Heidelberger Geschichtsverein e.V.

www.haidelberg.de

Ludwig Merz: Der Liselottebrunnen

Am Schloßberg steht ein alter Brunnen, den bereits Liselotte von der Pfalz in einem Brief erwähnt. Er ist ein Zeuge aus jener Zeit, als am Schloßberg noch Lebensmittel verkauft wurden wie Fleisch, Brot und auch Fische. Der Brunnen gehörte einem Fischverkäufer. Um die Fische lebend und somit frisch zu halten, schwammen sie in einem Fischkasten, der, in den Brunnentrog eingesetzt, noch erhalten ist. Dieser Brunnen wurde vom Verein Alt-Heidelberg in Eigenarbeit zum Jubiläum Heidelbergs 1996 restauriert und fließt noch.

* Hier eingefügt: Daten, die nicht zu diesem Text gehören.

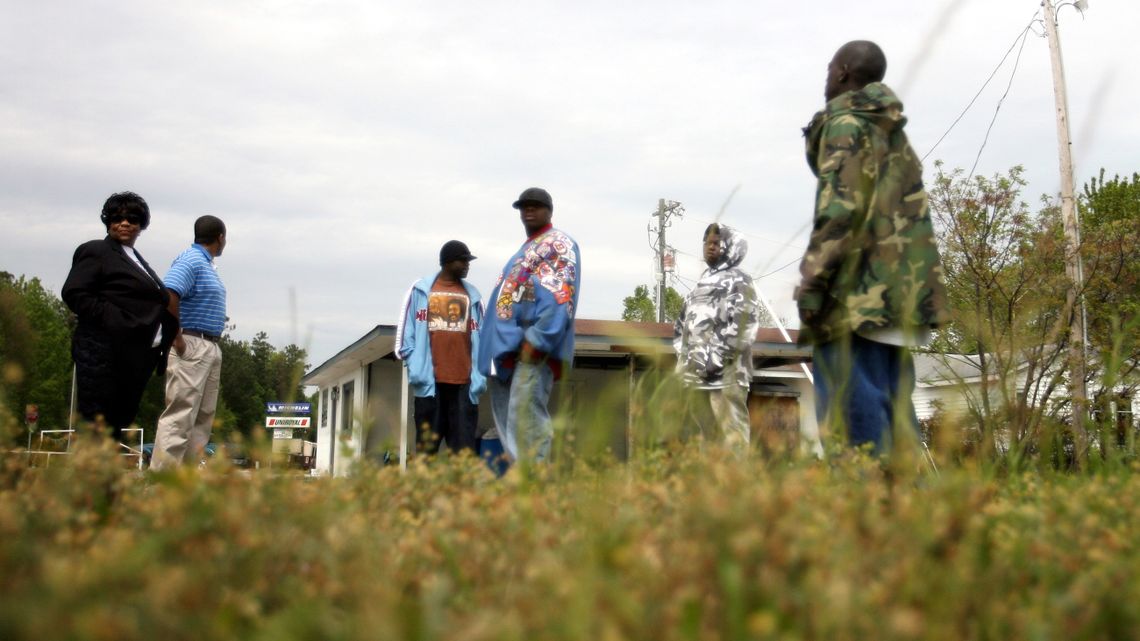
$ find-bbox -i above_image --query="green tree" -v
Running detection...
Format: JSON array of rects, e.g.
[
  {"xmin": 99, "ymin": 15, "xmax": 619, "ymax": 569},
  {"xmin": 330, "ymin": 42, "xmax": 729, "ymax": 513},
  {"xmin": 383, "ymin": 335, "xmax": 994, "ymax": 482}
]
[
  {"xmin": 621, "ymin": 285, "xmax": 685, "ymax": 323},
  {"xmin": 218, "ymin": 332, "xmax": 309, "ymax": 436},
  {"xmin": 930, "ymin": 163, "xmax": 1069, "ymax": 453},
  {"xmin": 0, "ymin": 271, "xmax": 74, "ymax": 437},
  {"xmin": 1078, "ymin": 169, "xmax": 1140, "ymax": 444}
]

Jeder Brunnen hat eine eigene Geschichte, sei sie wahr oder auch erfunden. Eine solche möchte ich in Erinnerung an unsere Liselotte erzählen:

Wiederum aus ihren Briefen kann man erfahren, daß sie in ihrer Kindheit mit den Kindern spielte, deren Eltern für das Schloß in Diensten standen. Diese brachten ihr auch beim Sommertagszug ein Ständchen und wurden dafür beschenkt. Dementsprechend heißt es in einem Vers des Liedes:

Höre Schlüssel klinge,
wolle uns was bringe.
Was dann?
Rote Woi mit Brezle noi,
was noch dazu?
Ä Paa neie Schuh.

Weiter ist aus ihren Briefen bekannt, daß sie gern und viel Kirschen aß, trotz der Warnung des Vaters, dem Kurfürsten Carl Ludwig. Der meinte, sein Töchterchen säße deshalb so lange auf dem Potschamber (Pot de chambre), weil sie nach dem Genuß der Kirschen Wasser getrunken habe. Von einem solchen Kirschengelage handelt die folgende Geschichte:

Auf der Anhöhe oberhalb des Keltertores stand das burgähnliche Haus des pfälzischen Untermarschalls von Affenstein. Seine Kinder zählten zu den Freunden unserer Liselotte. In dem Garten, der sich entlang den Klingenteich erstreckte, stand ein Kirschbaum mit vortrefflichen Kirschen. Eines Tages war Liselotte als Spielkameradin der Kinder Gast im Hause. Es war Kirschenzeit, und Liselotte ließ es sich schmecken. Nach diesem Kirschengelage machte sie sich auf den Heimweg den steilen Schloßberg hinauf. Dort traf sie eine ihrer Gespielinnen, das Töchterchen des Fischverkäufers. Bei der Begrüßung sagte diese: „Prinzessin“ (oder vielleicht auch nur Liselotte), „Ihr habt jo ä ganz blooes Göschel! - Doo geht an unsan Brunne unn macht Eich sauwa! Nähmt awa moi Dascheduch, sunscht merkts der Herr Vadda!“ Unsere Liselotte befolgte diesen freundschaftlichen Rat, wusch sich das „Göschel“ sauber, während ihr kleines Hundchen am Ablauf des Brunnens „schlapperte“. Dann gingen beide zufrieden nach Hause, das heißt ins Schloß.

Persönlicher Nachtrag:

Seinerzeit hatte ich die Ehre, den Brunnen einzuweihen. Es geschah nicht mit Sekt, sondern mit einem Schluck Brunnenwasser aus meinem Feldbecher. Nach unser aller Glückwunsch hinauf zum Schloß an unsere Liselotte stellte ich - wohl als einziger - fest, daß auf der Inschrifttafel der Name „Lieselotte“ stand, also ein E zu viel. Noch am selben Tag entfernte der flinke Bildhauer die Tafel mit dem E , und am anderen Tag stand hier eine neue Namenstafel ohne E. Als Weihegeschenk übergab mir der Verein „Alt-Heidelberg“ die „E-Tafel“ als Ehrengabe. Seitdem steht die Tafel an meiner Vogeltränke im Garten, was die Vögel gar nicht stört - sie können ja nicht lesen. Und Besuchern erzähle ich dann gerne die Geschichte mit der dazugehörenden Richtigstellung.